Makassar (ANTARA) - Komisi Pemilihan Umum (KPU) Kota Makassar, menggelar simulasi pencoblosan di Tempat Pemungutan Suara (TPS) berlokasi di hotel Maxone Makassar, Sulawesi Selatan. 

"Pesertanya semua dari anggota PPS dan PPK se-Makassar. Mereka dilatih untuk bisa mengetahui potensi-potensi kejadian saat di TPS, sehingga bisa lebih dini diantisipasi," papar Ketua KPU Makassar, Farid Wajdi, Rabu. 

Simulasi ini dijadikan contoh saat hari pencoblosan di TPS pada Rabu, 17 April 2019. Selain itu, ini merupakan pelajaran yang dapat diajarkan kepada petugas Kelompok Penyelenggara Pemungutan Suara (KPPS) di setiap TPS. 

Sementara Komisioner Bidang Teknis KPU Makassar, Muhammad Gunawan Mashar mengatakan kegiatan ini dilaksanakan untuk memberikan semangat penyelenggara. Peserta juga dapat mengetahui kondisi di TPS serta bisa mendeteksi kemungkinan terjadi di TPS.  

Selain itu, dalam simulasi pemilih yang bisa masuk TPS ada tiga kategori, pertama terdaftar di Daftar Pemilih Tetap (DPT) dan memiliki formulir C6 serta membawa KTP elektronik, Kartu Keluarga, suket, SIM dan Paspor. 

Kedua, pemilih terdaftar di DPTb dan memiliki formulir A5. Pemilih ini merupakan pindahan atau orang yang memilih bukan di lokasi tempat tinggalnya. Tidak semua surat suara diberikan kepadanya serta harus menunjukkan KTP elektronik. 

Ketiga, pemilih DPK atau Daftar Pemilih Khusus, yang tidak mendapat panggilan tapi terdaftar di DPT dan bisa menyalurkan hak pilihnya asalkan membawa KTP elektronik.   
  
"Simulasi ini dilakukan untuk memberikan pemahaman kepada PPS dan PPK untuk selanjutnya mereka memberikan Bimbingan Teknis kepada petugas KPPS sesuai tiga persyaratan tadi. Ada banyak kejadian juga dicontohkan saat simulasi," tambah mantan Ketua AJI Makassar ini. 

Salah satu peserta difabel sekaligus koordinator Relawan Demokrasi (Relasi) KPU Makassar, Muhammad Lutfi mengatakan simulasi berjalan lancar.
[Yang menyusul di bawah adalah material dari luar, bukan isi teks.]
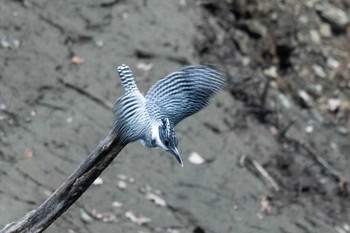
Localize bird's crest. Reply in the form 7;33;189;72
117;64;138;94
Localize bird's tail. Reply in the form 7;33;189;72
117;64;138;93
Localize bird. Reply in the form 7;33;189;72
112;64;226;167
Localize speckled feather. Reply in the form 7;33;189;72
113;65;225;147
146;66;225;125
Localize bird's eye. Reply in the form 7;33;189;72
164;140;169;147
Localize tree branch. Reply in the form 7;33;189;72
0;133;125;233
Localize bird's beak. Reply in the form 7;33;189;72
169;147;184;167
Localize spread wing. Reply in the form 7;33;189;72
146;66;225;125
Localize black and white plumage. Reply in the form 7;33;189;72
113;65;225;166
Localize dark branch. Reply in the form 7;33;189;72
0;133;125;233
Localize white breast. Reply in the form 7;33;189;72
152;124;167;150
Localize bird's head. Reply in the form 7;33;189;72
157;118;183;166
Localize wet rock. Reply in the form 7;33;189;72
298;90;314;108
0;36;21;49
312;65;327;78
310;30;321;44
237;20;267;39
319;23;332;38
316;2;349;32
233;31;250;54
264;66;278;79
327;57;340;69
80;209;93;223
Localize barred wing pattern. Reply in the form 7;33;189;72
146;66;225;126
113;65;150;143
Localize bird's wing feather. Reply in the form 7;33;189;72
146;66;225;125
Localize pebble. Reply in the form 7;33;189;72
263;66;278;78
316;2;349;30
312;64;327;78
298;90;314;108
310;29;321;44
319;23;332;38
188;152;205;164
118;180;127;190
80;209;93;223
327;57;340;69
92;177;103;185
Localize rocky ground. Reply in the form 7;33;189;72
0;0;350;233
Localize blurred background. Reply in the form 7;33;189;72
0;0;350;233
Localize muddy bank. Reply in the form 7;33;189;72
0;0;350;233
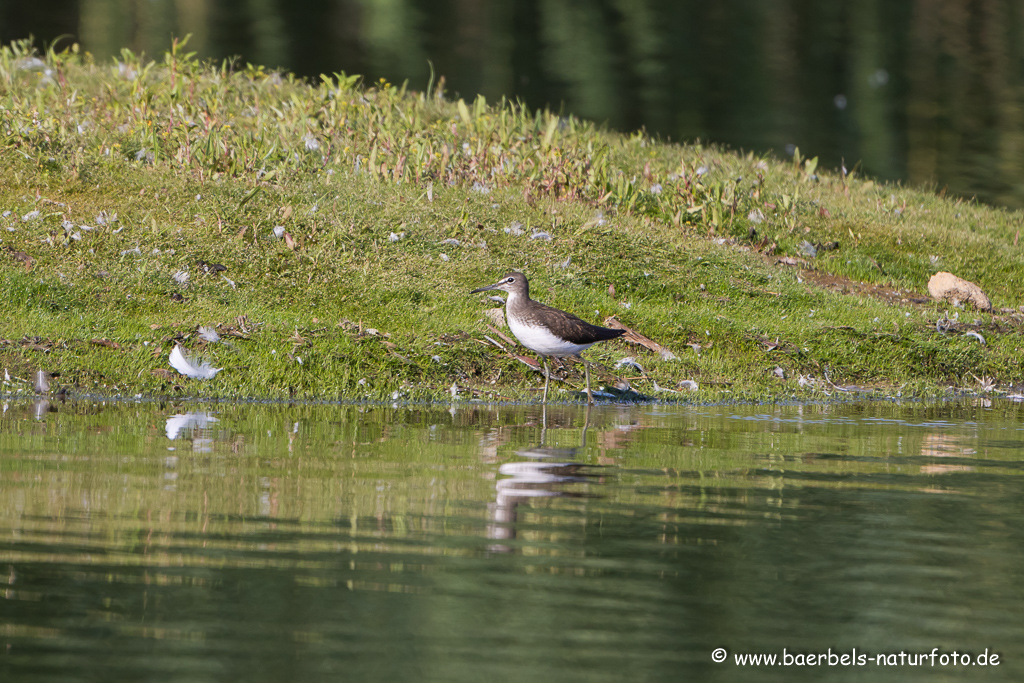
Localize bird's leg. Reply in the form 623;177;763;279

Hanya saja masih ada yang kurang karena hanya satu jenis penyandang difabel diundang. 

"Hanya saya diundang penyandang Tuna Netra, padahal masih ada teman-teman lain seperti penyandang tuli, dan kursi roda (disabilitas) tidak diikutkan. Selain itu, template huruf braille untuk surat suara sepertinya perlu di TPS nanti diperbanyak,"tambahnya   

Anggota PPK Kecamatan Wajo, Arief Rewa sekaligus bertindak sebagai Ketua KPPS di TPS tersebut mengatakan, simulasi ini memberikan pengetahuan baru untuk nantinya diterapkan di TPS saat hari pencoblosan. 
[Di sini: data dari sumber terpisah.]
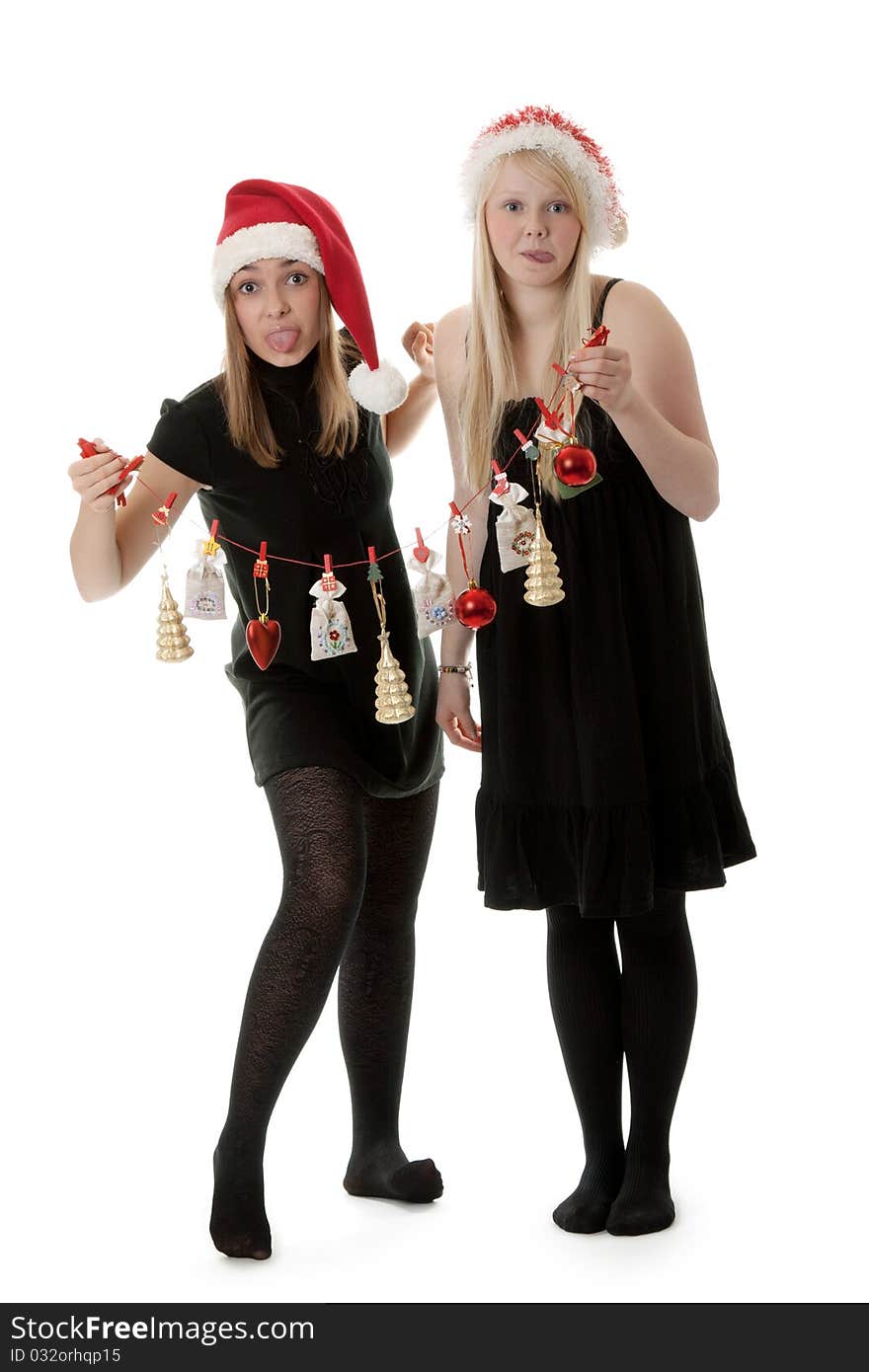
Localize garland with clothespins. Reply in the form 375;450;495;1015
78;315;609;724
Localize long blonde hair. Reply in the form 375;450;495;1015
217;278;359;467
458;150;592;496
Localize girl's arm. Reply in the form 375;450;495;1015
69;442;201;601
434;307;489;753
383;321;437;457
569;281;718;520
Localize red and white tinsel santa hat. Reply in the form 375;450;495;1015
461;105;627;249
211;181;408;415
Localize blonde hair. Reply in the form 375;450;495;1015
458;150;592;496
217;277;359;467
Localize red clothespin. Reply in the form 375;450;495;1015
534;395;567;433
201;518;219;557
413;528;432;567
514;429;537;457
109;455;144;505
320;553;338;595
492;457;510;495
151;492;179;524
368;543;383;587
582;324;609;347
449;500;471;538
254;543;269;580
78;437;144;505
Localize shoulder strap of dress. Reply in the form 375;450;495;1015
592;275;625;330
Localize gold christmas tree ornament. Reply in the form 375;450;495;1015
156;572;194;662
375;629;416;724
524;506;564;605
368;548;416;724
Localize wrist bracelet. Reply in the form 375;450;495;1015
437;662;474;686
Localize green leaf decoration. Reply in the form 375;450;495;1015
556;472;602;500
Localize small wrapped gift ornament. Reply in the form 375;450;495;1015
184;520;226;619
489;482;537;572
408;530;456;638
310;557;358;662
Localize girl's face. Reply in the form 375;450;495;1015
229;258;320;366
486;158;582;285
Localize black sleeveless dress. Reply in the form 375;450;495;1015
148;348;443;799
476;278;755;918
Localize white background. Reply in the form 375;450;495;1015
1;0;866;1302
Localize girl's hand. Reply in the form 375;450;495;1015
401;320;434;381
435;672;483;753
567;343;634;416
67;437;133;513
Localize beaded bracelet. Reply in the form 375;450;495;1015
437;662;474;686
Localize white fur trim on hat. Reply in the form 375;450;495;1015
461;122;627;249
348;358;408;415
211;224;325;309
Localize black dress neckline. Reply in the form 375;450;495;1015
247;343;320;402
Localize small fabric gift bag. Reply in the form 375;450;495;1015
184;541;226;619
489;482;537;572
310;576;356;662
408;548;456;638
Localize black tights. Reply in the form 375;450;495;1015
211;767;442;1258
546;890;697;1234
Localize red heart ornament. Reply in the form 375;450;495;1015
244;619;280;672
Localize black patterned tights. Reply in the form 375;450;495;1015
211;767;442;1258
548;890;697;1234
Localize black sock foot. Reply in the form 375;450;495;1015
345;1148;443;1204
552;1155;625;1234
606;1167;675;1235
208;1146;272;1260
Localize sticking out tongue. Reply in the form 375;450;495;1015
268;330;299;352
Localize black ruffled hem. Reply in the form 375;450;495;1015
476;763;756;919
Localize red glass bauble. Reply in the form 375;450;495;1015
456;586;499;629
555;443;597;486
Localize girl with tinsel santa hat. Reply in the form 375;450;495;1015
435;106;755;1235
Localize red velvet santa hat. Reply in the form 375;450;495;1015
211;181;408;415
461;105;627;249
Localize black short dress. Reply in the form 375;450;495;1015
148;347;443;799
476;278;755;918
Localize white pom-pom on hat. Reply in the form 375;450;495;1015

Bahkan dalam simulasi juga dicontohkan beberapa percobaan terkait kejadian di TPS termasuk adanya orang menyembunyikan kertas suara, tidak membawa KTP atau identitas lain serta kertas suara rusak. 

"Kami mengikuti petunjuk panduan, nantinya akan disampaikan kepada KPPS-nya. Sengaja kejadian-kejadian dibuat agar bisa diketahui dan mencari solusinya dan tidak repot bila terjadi hal demikian. 
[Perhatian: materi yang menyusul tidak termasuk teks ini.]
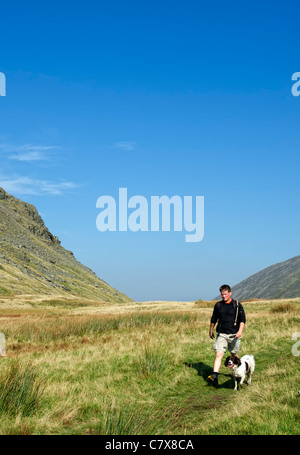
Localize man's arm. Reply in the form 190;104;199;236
209;322;215;339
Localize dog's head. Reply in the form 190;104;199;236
224;355;241;368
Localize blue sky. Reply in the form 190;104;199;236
0;0;300;300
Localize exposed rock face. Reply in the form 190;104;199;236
0;188;131;302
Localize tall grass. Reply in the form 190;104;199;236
98;401;182;436
0;361;42;416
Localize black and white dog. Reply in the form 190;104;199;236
224;354;255;390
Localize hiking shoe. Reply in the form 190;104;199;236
207;374;218;387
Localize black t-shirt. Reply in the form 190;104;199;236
210;299;246;334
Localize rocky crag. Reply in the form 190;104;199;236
0;188;131;302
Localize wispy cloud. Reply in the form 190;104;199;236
114;141;136;152
0;144;60;162
0;176;77;196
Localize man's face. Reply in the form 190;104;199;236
221;291;232;302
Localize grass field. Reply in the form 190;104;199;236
0;296;300;435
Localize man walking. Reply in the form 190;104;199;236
207;284;246;386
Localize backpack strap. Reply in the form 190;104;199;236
233;300;239;326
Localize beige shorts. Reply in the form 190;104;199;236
214;333;241;354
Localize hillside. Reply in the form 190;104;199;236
227;256;300;300
0;188;131;302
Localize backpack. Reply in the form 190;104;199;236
218;299;239;327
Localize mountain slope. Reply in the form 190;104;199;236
227;256;300;300
0;188;131;302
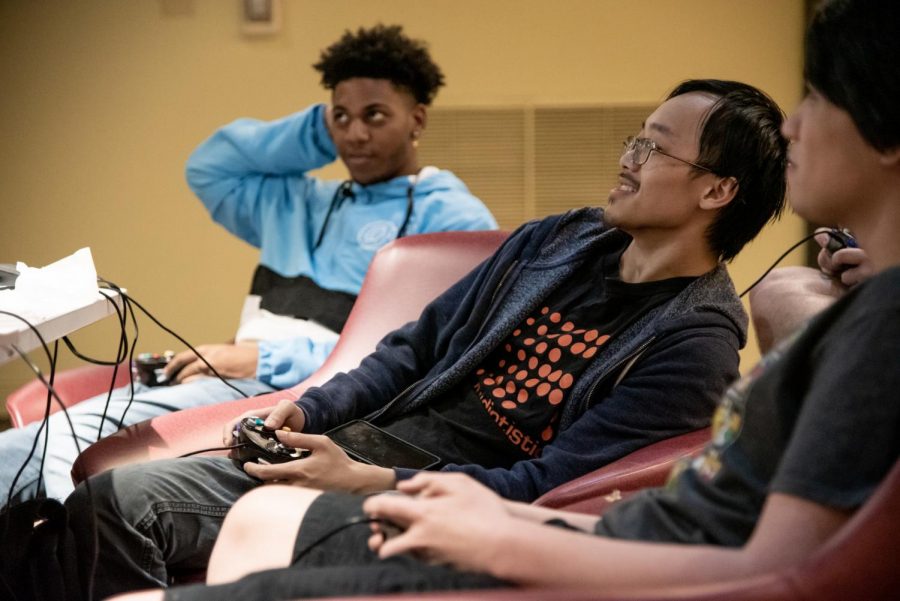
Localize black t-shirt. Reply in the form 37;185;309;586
383;245;694;467
596;268;900;546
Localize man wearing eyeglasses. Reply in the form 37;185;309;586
68;80;786;595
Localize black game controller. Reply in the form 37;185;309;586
825;228;859;255
232;417;310;466
131;351;175;387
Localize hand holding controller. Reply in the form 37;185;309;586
232;416;309;466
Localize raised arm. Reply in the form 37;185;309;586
186;104;337;246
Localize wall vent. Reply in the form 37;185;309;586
419;104;655;229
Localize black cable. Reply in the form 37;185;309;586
94;290;134;446
0;338;99;599
98;278;250;399
291;516;385;565
739;232;831;298
110;296;140;424
62;336;118;367
35;340;59;500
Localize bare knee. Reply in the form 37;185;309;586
206;485;322;584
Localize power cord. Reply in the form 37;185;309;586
98;278;250;399
740;230;844;298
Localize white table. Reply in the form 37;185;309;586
0;289;122;364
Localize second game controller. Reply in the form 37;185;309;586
131;351;175;386
232;417;309;465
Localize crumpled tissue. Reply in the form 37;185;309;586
0;248;99;320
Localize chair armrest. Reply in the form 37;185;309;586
6;363;130;428
534;428;710;515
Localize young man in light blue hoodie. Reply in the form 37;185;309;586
0;25;497;505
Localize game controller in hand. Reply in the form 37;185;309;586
231;416;310;465
131;351;175;387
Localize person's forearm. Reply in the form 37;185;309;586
486;520;752;592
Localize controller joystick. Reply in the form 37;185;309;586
232;417;310;466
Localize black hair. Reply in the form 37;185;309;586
668;79;787;261
313;24;444;105
804;0;900;151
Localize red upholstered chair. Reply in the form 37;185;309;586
72;231;508;483
6;364;129;428
534;428;710;515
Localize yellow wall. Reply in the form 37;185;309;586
0;0;803;408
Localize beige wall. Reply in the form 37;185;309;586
0;0;803;412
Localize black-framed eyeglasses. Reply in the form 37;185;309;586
622;136;713;173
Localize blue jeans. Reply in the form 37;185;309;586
0;378;274;507
66;456;256;599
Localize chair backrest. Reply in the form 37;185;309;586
72;231;508;483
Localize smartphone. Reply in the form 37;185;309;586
325;419;441;470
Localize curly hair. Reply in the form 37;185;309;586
313;24;444;105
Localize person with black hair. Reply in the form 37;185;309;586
67;75;786;594
110;0;900;601
0;25;497;506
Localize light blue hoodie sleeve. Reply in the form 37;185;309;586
256;337;337;388
186;104;337;247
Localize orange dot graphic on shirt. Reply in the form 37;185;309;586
547;388;563;405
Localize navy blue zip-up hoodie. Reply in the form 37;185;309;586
297;209;747;501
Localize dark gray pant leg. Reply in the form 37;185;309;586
66;457;260;599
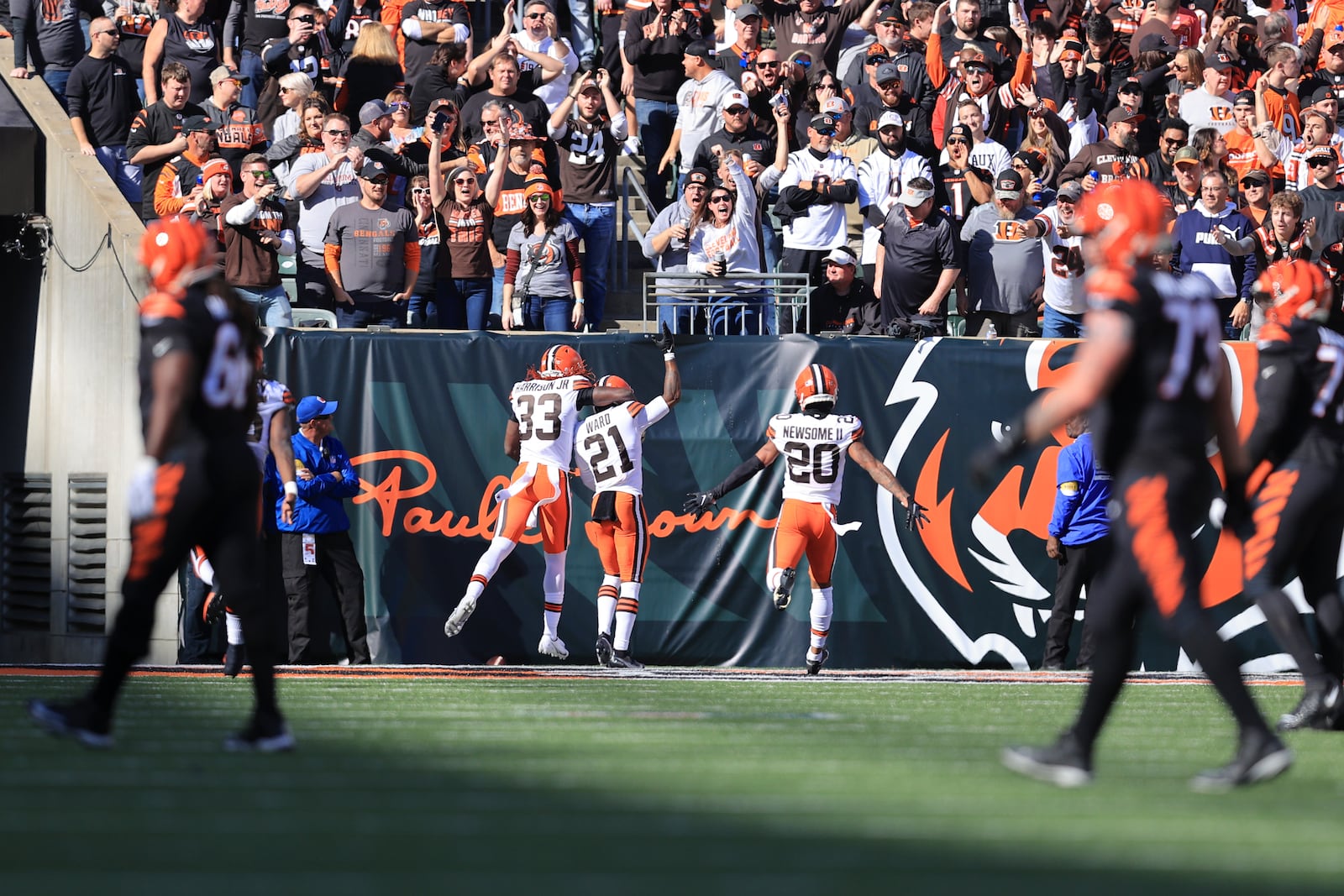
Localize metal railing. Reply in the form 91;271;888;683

Untuk jumlah kertas suara masing-masing ada 120 lembar baik itu Pilpres, DPD, Pileg DPR RI, DPRD Provinsi, DPRD kabupaten kota dan, DPD. Hanya saja seluruh kertas suara tidak sepenuhnya terpakai.  

Anggota PPS Keluhan Pai, Kecamatan Biringkanaya Herni AG, menambahkan, melalui kegiatan ini penyelenggara paham akan kondosi nantinya terjadi di lapangan serta mudah mendeteksi kejadian-kejadian karena sudah ada contoh kasus.